Various techniques, such as chemical coagulation (Stephenson et al. 1996) (Niranjan and Karthikeyan, 1992) biosorption (Low et al. 1993) oxidation using ozone (Churchley, 1994), membrane separation (Grossley, 1994) and adsorption have been generally employed for colour removal. Adsorption is one of the most effective physical processes for the removal of dyes from wastewater. Most conventional adsorption systems use activated carbon which is expensive and necessitates regeneration ( Mckay, 1982). Several researchers have investigated the alternative adsorbent materials that though less efficient involve lower costs. Among the studies alternative materials are lignite (Allen et al.1989), wood (Poots et al. 1978), flyash (Khare et al. 1988), coal (Gupta et al. 1990), boiler bottom ash (Mall and Upadhyay, 1995), rice husk (Lodha et al. 1997) and withered Psidium guyava Leaves (Singh and Srivastava, 1999)

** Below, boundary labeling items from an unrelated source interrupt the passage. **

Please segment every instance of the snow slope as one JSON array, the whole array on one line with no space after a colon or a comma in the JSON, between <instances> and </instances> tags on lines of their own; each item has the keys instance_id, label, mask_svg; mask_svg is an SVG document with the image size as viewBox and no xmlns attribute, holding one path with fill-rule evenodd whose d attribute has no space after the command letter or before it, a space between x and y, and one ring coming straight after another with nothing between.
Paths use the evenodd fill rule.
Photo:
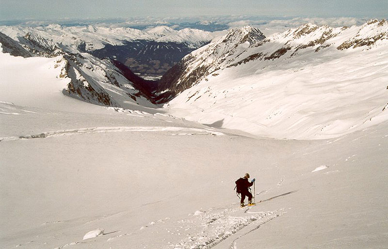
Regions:
<instances>
[{"instance_id":1,"label":"snow slope","mask_svg":"<svg viewBox=\"0 0 388 249\"><path fill-rule=\"evenodd\" d=\"M386 121L330 139L259 138L134 102L93 105L62 94L56 58L0 56L1 248L388 244ZM241 209L246 172L261 202Z\"/></svg>"},{"instance_id":2,"label":"snow slope","mask_svg":"<svg viewBox=\"0 0 388 249\"><path fill-rule=\"evenodd\" d=\"M228 38L231 31L183 59L165 90L182 92L165 106L189 120L278 139L331 138L378 124L388 119L387 29L384 20L307 24L250 43Z\"/></svg>"}]
</instances>

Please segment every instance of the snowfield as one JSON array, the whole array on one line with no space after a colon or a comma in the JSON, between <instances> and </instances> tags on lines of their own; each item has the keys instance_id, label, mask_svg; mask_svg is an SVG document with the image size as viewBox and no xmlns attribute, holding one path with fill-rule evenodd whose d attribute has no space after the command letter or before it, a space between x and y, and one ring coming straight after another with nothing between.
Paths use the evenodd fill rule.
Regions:
<instances>
[{"instance_id":1,"label":"snowfield","mask_svg":"<svg viewBox=\"0 0 388 249\"><path fill-rule=\"evenodd\" d=\"M365 61L379 56L372 63L350 53L346 62L301 64L292 79L274 65L260 72L264 86L249 75L239 80L228 74L233 68L209 78L207 84L225 80L236 92L261 89L217 99L226 110L248 115L258 111L252 107L274 104L263 115L275 125L267 120L268 127L255 134L239 120L230 120L235 129L220 128L220 108L203 109L207 119L201 123L212 125L194 122L201 111L179 102L183 94L169 108L120 98L115 99L120 108L87 103L63 94L68 82L58 77L56 58L0 53L0 247L386 247L388 111L381 105L388 102L388 62L383 48L365 54ZM362 69L352 75L358 63ZM311 77L318 85L308 84ZM334 80L340 87L329 84ZM311 96L317 93L327 101ZM242 98L256 104L245 108ZM209 103L201 98L198 108ZM314 115L316 108L324 115ZM282 113L296 110L297 119L277 123ZM293 128L297 120L299 128ZM323 135L306 140L315 134L311 127L318 128L314 122L324 121L331 125ZM305 139L270 138L284 134ZM247 172L256 179L257 204L241 208L234 182Z\"/></svg>"}]
</instances>

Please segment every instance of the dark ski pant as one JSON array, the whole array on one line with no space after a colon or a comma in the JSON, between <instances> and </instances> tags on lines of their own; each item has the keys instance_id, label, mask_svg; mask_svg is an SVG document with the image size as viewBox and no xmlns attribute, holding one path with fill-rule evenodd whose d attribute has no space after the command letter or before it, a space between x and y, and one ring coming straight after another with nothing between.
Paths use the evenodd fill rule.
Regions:
<instances>
[{"instance_id":1,"label":"dark ski pant","mask_svg":"<svg viewBox=\"0 0 388 249\"><path fill-rule=\"evenodd\" d=\"M252 201L252 194L248 191L248 189L241 191L241 203L244 203L244 200L245 199L245 196L248 196L248 201L250 202Z\"/></svg>"}]
</instances>

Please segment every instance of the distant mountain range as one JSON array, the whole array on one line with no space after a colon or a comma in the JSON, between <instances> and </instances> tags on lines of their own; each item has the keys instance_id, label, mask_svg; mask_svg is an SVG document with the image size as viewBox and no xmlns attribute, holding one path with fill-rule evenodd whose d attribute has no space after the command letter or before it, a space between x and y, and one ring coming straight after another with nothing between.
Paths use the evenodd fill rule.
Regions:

Hence we undertook an attempt to prepare low cost carbon from the locally available natural material like coir pith. The characteristics of the carbons and applicabilities have been compared with that of Commercial activated carbon(CAC). The effect of various parameters such as initial dye concentration, temperature and pH has been investigated.

Materials and Methods

Preparation of Coir pith Activated Carbon (CPAC)

Coir pith activated carbon (CPAC) was prepared by treating four parts with two parts of concentrated sulphuric acid and keeping it in an air oven at 140°C - 170°C for 24 hours. The carbonized material was filtered and washed with water to remove the excess acid and dried at 105 -110°C. The materials were grounded well and sieved to an average diameter of 0.5 mm (20- 50 ASTM) was used for further studies.

Preparation of dye solution

Accurately 100 mg of Reactive violet 48 was weighed and dissolved in 100 mL of water to get 1000 ppm dye solution.

Batch type experiments Effect of time and initial dye concentration on the dye removal

Appropriate amount of stock solutions were diluted and were made up to 1000 mL to get 20, 40, 60, 80 and 100 ppm of dye solutions. Batch experiments were carried out by shaking 100 mL of dye solution with 0.1 g of the adsorbent in glass stopered conical flasks at a temperature of 20°C at the rate of 130 rpm. The effect of various parameters such as initial dye concentration, contact time and pH on the adsorption process was investigated. The progress of adsorption during the experiments was determined by removing flasks after desired contact time, centrifuging and analyzing the supernatant spectrophotometrically for dye concentration. The absorbance was measured at 408 nm against a blank.

Effect of pH on the dye removal

Effect of pH on the dye removal was found out by the following method. About 100 mL of aqueous dye solution containing 20 ppm of dye solution was taken in separate conical flasks. The pH of the solutions were maintained as 2,4,6,8, and 10 respectively using 0.1N NaOH and HCl solutions.

Results and Discussion

The characteristics of the coir pith activated carbon (CPAC) obtained by agglomeration are presented in Table 1, Except for a decrease in the surface area, all characteristics of the coir pith was similar to that of the commercial activated carbon. The coir pith activated carbon (CPAC) with a density of 0.64 g/cm3, can be suitably employed in a continuous treatment process.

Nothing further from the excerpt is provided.